Friday, January 29, 2010

News flash: A little "extra" weight can be a good thing

Especially if you're over 70, say researchers at the Western Australian Center for Health and Aging.

A recent study shows that normal-weight and obese patients over 70 had slightly higher levels of mortality than those whose BMIs put them into the overweight category--BMIs of 25 to 29.

In an article in the Journal of the American Geriatrics Society, the researchers said, "These results lend further credence to claims that the body mass index [BMI] thresholds for overweight and obese are overly restrictive for older people."

Makes sense to me--that "extra weight" is what Ellyn Satter describes as "nutritional resources." Food is fuel, folks. Your body needs food not just to power itself but to fuel resilience, especially as we get older.

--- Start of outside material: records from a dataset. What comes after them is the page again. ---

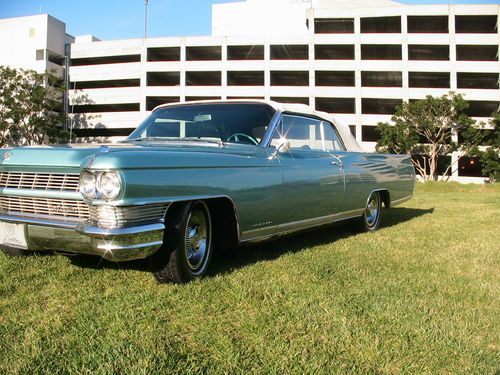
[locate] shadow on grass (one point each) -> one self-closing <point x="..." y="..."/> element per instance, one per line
<point x="226" y="261"/>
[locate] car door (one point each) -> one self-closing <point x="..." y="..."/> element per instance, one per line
<point x="313" y="178"/>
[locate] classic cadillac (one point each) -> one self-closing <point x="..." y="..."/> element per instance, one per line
<point x="194" y="177"/>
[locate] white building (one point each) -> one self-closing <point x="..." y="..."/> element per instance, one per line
<point x="34" y="42"/>
<point x="356" y="59"/>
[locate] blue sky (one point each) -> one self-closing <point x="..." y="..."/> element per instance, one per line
<point x="115" y="19"/>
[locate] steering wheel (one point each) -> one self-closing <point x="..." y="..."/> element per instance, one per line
<point x="237" y="136"/>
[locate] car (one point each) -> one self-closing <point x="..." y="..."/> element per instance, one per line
<point x="194" y="177"/>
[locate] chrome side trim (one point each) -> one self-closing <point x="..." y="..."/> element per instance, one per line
<point x="40" y="222"/>
<point x="283" y="229"/>
<point x="401" y="200"/>
<point x="95" y="231"/>
<point x="111" y="247"/>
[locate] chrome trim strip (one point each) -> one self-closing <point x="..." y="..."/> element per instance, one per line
<point x="95" y="231"/>
<point x="110" y="247"/>
<point x="401" y="200"/>
<point x="282" y="229"/>
<point x="49" y="194"/>
<point x="40" y="222"/>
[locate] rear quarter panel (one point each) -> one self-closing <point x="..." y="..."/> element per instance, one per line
<point x="366" y="172"/>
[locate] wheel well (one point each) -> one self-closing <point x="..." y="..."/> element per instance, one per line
<point x="223" y="217"/>
<point x="385" y="197"/>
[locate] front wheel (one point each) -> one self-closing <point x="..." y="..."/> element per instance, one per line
<point x="187" y="247"/>
<point x="371" y="218"/>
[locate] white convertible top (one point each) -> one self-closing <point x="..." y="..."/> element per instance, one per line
<point x="349" y="140"/>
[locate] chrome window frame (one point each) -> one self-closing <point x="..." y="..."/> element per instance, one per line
<point x="277" y="120"/>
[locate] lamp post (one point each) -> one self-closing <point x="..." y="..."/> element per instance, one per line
<point x="145" y="18"/>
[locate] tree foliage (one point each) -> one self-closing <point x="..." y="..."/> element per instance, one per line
<point x="30" y="107"/>
<point x="426" y="129"/>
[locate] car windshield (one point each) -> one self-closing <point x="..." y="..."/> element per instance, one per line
<point x="243" y="123"/>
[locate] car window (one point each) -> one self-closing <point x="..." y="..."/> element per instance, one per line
<point x="244" y="123"/>
<point x="305" y="133"/>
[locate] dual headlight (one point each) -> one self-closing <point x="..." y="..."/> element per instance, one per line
<point x="105" y="185"/>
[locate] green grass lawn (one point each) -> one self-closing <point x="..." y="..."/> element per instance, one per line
<point x="422" y="295"/>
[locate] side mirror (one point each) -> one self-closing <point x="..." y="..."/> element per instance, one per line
<point x="283" y="145"/>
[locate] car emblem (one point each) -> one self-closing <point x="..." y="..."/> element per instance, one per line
<point x="7" y="156"/>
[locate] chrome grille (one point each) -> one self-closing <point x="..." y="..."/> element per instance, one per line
<point x="57" y="209"/>
<point x="122" y="216"/>
<point x="40" y="181"/>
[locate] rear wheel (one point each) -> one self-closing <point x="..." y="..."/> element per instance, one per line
<point x="187" y="245"/>
<point x="371" y="218"/>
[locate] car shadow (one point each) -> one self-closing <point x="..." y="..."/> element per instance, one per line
<point x="227" y="261"/>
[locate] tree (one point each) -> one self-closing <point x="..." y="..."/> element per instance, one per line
<point x="425" y="129"/>
<point x="30" y="107"/>
<point x="489" y="153"/>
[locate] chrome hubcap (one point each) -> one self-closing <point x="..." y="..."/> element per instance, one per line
<point x="372" y="209"/>
<point x="196" y="240"/>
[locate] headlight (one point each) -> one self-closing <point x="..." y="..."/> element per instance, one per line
<point x="88" y="186"/>
<point x="109" y="185"/>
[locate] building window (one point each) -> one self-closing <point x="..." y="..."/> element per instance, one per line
<point x="246" y="97"/>
<point x="290" y="52"/>
<point x="289" y="78"/>
<point x="40" y="54"/>
<point x="245" y="78"/>
<point x="106" y="60"/>
<point x="429" y="79"/>
<point x="334" y="78"/>
<point x="381" y="52"/>
<point x="370" y="133"/>
<point x="164" y="54"/>
<point x="470" y="167"/>
<point x="336" y="105"/>
<point x="289" y="99"/>
<point x="334" y="51"/>
<point x="245" y="52"/>
<point x="196" y="98"/>
<point x="203" y="78"/>
<point x="334" y="25"/>
<point x="352" y="128"/>
<point x="80" y="85"/>
<point x="428" y="52"/>
<point x="482" y="108"/>
<point x="154" y="101"/>
<point x="476" y="24"/>
<point x="163" y="79"/>
<point x="427" y="24"/>
<point x="381" y="79"/>
<point x="93" y="108"/>
<point x="381" y="25"/>
<point x="371" y="106"/>
<point x="205" y="53"/>
<point x="477" y="53"/>
<point x="477" y="80"/>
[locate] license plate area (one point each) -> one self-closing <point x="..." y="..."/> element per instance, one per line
<point x="13" y="235"/>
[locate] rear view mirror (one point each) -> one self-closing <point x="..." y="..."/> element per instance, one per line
<point x="202" y="118"/>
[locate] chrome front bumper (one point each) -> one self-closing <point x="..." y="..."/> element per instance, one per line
<point x="112" y="244"/>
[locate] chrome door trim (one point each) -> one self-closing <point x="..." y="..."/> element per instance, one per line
<point x="283" y="229"/>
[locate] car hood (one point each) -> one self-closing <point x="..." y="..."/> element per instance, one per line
<point x="131" y="156"/>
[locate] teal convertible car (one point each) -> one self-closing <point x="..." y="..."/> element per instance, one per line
<point x="194" y="177"/>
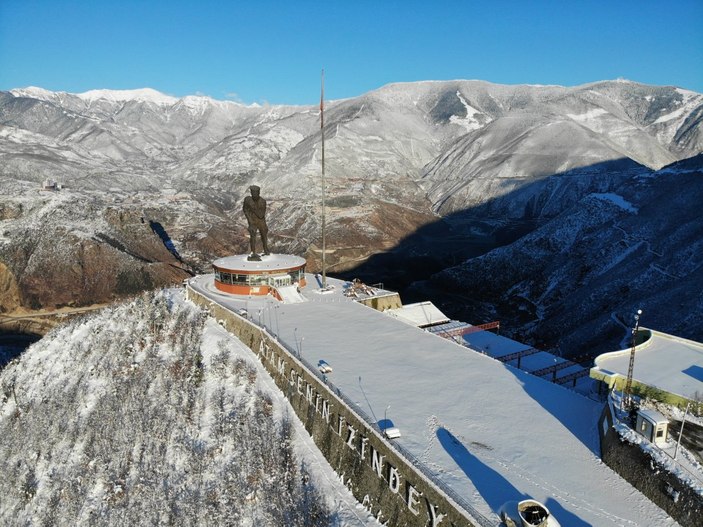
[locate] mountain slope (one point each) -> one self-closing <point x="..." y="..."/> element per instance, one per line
<point x="148" y="413"/>
<point x="575" y="282"/>
<point x="397" y="159"/>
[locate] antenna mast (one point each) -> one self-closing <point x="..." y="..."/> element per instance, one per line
<point x="627" y="396"/>
<point x="322" y="133"/>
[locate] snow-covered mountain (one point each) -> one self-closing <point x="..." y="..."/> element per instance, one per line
<point x="149" y="413"/>
<point x="405" y="157"/>
<point x="576" y="281"/>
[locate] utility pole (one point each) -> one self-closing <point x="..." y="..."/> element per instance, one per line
<point x="627" y="395"/>
<point x="322" y="133"/>
<point x="683" y="421"/>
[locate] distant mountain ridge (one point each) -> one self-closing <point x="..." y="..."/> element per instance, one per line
<point x="397" y="159"/>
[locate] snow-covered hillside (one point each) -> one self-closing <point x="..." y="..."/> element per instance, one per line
<point x="576" y="281"/>
<point x="407" y="156"/>
<point x="150" y="413"/>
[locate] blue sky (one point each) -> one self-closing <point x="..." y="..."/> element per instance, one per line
<point x="266" y="51"/>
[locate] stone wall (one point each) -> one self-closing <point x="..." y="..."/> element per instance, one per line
<point x="383" y="481"/>
<point x="643" y="472"/>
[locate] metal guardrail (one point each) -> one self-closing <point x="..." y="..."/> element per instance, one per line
<point x="400" y="451"/>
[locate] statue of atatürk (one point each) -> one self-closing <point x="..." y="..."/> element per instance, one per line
<point x="255" y="212"/>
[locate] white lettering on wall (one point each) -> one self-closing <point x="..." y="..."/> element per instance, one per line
<point x="353" y="439"/>
<point x="340" y="425"/>
<point x="364" y="442"/>
<point x="435" y="517"/>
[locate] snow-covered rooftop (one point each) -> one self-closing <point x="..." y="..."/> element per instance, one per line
<point x="419" y="314"/>
<point x="664" y="361"/>
<point x="268" y="262"/>
<point x="490" y="432"/>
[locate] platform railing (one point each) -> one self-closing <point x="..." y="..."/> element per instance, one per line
<point x="402" y="452"/>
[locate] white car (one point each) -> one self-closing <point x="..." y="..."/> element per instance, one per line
<point x="527" y="513"/>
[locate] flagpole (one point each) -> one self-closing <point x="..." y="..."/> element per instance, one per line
<point x="322" y="133"/>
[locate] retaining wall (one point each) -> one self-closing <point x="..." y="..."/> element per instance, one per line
<point x="379" y="474"/>
<point x="643" y="472"/>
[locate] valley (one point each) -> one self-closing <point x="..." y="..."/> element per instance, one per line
<point x="558" y="211"/>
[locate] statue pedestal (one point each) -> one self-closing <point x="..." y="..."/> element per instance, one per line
<point x="254" y="274"/>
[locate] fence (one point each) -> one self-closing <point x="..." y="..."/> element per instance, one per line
<point x="449" y="494"/>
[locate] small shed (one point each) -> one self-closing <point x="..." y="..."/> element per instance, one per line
<point x="652" y="425"/>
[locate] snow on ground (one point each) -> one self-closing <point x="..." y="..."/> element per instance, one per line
<point x="488" y="431"/>
<point x="667" y="362"/>
<point x="339" y="498"/>
<point x="149" y="413"/>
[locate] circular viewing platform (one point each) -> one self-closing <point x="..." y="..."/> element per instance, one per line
<point x="238" y="275"/>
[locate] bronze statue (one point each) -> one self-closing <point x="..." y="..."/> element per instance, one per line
<point x="255" y="212"/>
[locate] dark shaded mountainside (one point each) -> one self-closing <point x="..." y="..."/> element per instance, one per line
<point x="515" y="181"/>
<point x="571" y="282"/>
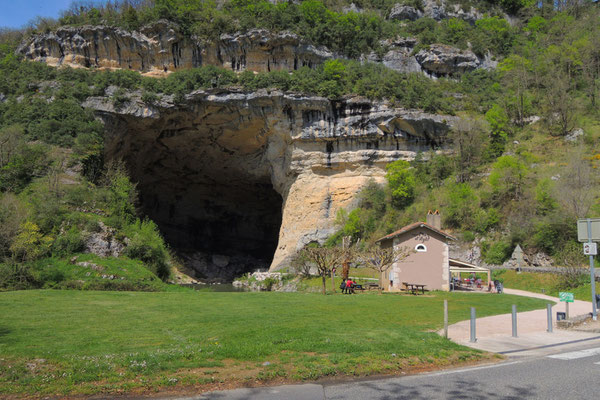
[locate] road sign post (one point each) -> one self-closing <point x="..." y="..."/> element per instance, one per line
<point x="588" y="230"/>
<point x="592" y="272"/>
<point x="567" y="298"/>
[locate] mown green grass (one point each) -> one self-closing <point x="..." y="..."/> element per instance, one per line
<point x="70" y="342"/>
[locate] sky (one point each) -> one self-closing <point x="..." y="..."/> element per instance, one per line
<point x="16" y="13"/>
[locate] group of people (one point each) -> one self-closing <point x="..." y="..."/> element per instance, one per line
<point x="347" y="286"/>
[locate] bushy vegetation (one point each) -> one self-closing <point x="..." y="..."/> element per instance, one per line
<point x="330" y="23"/>
<point x="506" y="180"/>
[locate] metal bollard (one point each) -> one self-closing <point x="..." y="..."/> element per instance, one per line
<point x="473" y="335"/>
<point x="514" y="320"/>
<point x="549" y="307"/>
<point x="446" y="319"/>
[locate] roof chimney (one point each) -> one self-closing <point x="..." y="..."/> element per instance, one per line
<point x="434" y="219"/>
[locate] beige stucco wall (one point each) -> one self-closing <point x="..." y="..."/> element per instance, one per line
<point x="429" y="268"/>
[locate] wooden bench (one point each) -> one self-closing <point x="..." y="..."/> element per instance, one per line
<point x="414" y="287"/>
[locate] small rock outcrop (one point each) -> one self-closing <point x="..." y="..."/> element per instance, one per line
<point x="436" y="60"/>
<point x="103" y="243"/>
<point x="435" y="9"/>
<point x="445" y="60"/>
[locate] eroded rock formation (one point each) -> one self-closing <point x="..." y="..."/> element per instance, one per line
<point x="435" y="9"/>
<point x="238" y="181"/>
<point x="160" y="48"/>
<point x="435" y="60"/>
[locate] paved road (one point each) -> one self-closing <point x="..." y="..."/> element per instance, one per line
<point x="541" y="365"/>
<point x="565" y="372"/>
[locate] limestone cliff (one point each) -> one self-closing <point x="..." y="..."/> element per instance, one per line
<point x="160" y="48"/>
<point x="238" y="181"/>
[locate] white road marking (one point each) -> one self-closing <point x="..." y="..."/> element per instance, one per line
<point x="456" y="371"/>
<point x="574" y="355"/>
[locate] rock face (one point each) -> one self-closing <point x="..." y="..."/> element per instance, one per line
<point x="441" y="59"/>
<point x="238" y="181"/>
<point x="435" y="61"/>
<point x="161" y="48"/>
<point x="435" y="9"/>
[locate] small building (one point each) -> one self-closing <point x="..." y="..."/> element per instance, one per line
<point x="428" y="263"/>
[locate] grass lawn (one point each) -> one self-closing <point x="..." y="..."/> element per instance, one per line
<point x="82" y="342"/>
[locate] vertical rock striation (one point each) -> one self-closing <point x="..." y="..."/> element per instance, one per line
<point x="238" y="181"/>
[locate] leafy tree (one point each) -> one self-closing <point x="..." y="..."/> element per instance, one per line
<point x="498" y="121"/>
<point x="402" y="183"/>
<point x="324" y="258"/>
<point x="516" y="75"/>
<point x="507" y="178"/>
<point x="30" y="244"/>
<point x="461" y="206"/>
<point x="382" y="259"/>
<point x="468" y="139"/>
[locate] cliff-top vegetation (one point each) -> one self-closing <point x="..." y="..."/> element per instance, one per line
<point x="511" y="177"/>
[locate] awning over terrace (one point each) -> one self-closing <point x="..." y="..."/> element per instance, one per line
<point x="457" y="266"/>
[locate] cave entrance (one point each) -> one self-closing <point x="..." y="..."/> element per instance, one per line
<point x="219" y="229"/>
<point x="204" y="178"/>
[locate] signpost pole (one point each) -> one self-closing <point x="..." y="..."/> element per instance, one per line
<point x="446" y="319"/>
<point x="473" y="334"/>
<point x="592" y="272"/>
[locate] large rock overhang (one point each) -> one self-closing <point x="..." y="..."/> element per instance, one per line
<point x="239" y="181"/>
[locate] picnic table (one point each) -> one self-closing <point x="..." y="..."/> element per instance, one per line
<point x="414" y="287"/>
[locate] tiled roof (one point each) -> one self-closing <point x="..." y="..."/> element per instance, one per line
<point x="416" y="225"/>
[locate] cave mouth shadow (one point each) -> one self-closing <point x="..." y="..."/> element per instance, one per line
<point x="219" y="231"/>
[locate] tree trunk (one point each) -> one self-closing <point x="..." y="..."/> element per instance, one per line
<point x="332" y="280"/>
<point x="345" y="269"/>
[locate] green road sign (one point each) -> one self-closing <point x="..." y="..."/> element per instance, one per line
<point x="565" y="296"/>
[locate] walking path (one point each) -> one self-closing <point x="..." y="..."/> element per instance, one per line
<point x="495" y="333"/>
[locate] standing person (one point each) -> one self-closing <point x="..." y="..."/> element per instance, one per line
<point x="343" y="286"/>
<point x="349" y="286"/>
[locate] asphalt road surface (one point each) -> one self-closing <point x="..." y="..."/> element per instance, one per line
<point x="564" y="372"/>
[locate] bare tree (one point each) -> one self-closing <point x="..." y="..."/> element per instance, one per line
<point x="468" y="138"/>
<point x="12" y="141"/>
<point x="576" y="188"/>
<point x="325" y="259"/>
<point x="382" y="259"/>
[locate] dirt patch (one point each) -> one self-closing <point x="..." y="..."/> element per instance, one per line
<point x="236" y="375"/>
<point x="587" y="325"/>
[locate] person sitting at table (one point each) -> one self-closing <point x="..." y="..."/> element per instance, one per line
<point x="349" y="286"/>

Now I want to see them study this same notion in 60-year-olds. I'm curious about what the results might show.

3 comments:

Graciela said...

The bottom line is that super thin is not healthy...no matter how old you are!

Adley said...

Your assessment is a bit misleading and overly simplistic. This study found a correlation between the "slightly overweight" and lower mortality rates. Many of the diseases (cancers etc) afflicting the elderly population cause wasting, and thus they will be over represented in the lower BMI population.

Also, this does not imply in any way that if you're in the normal range for your BMI that you should seek weight gain for health reasons.

Harriet said...

Acrually, Adley, it wasn't just the "slightly overweight" category. It was the "overweight" (there IS no "slightly overweight" category) and "mildly obese" categories.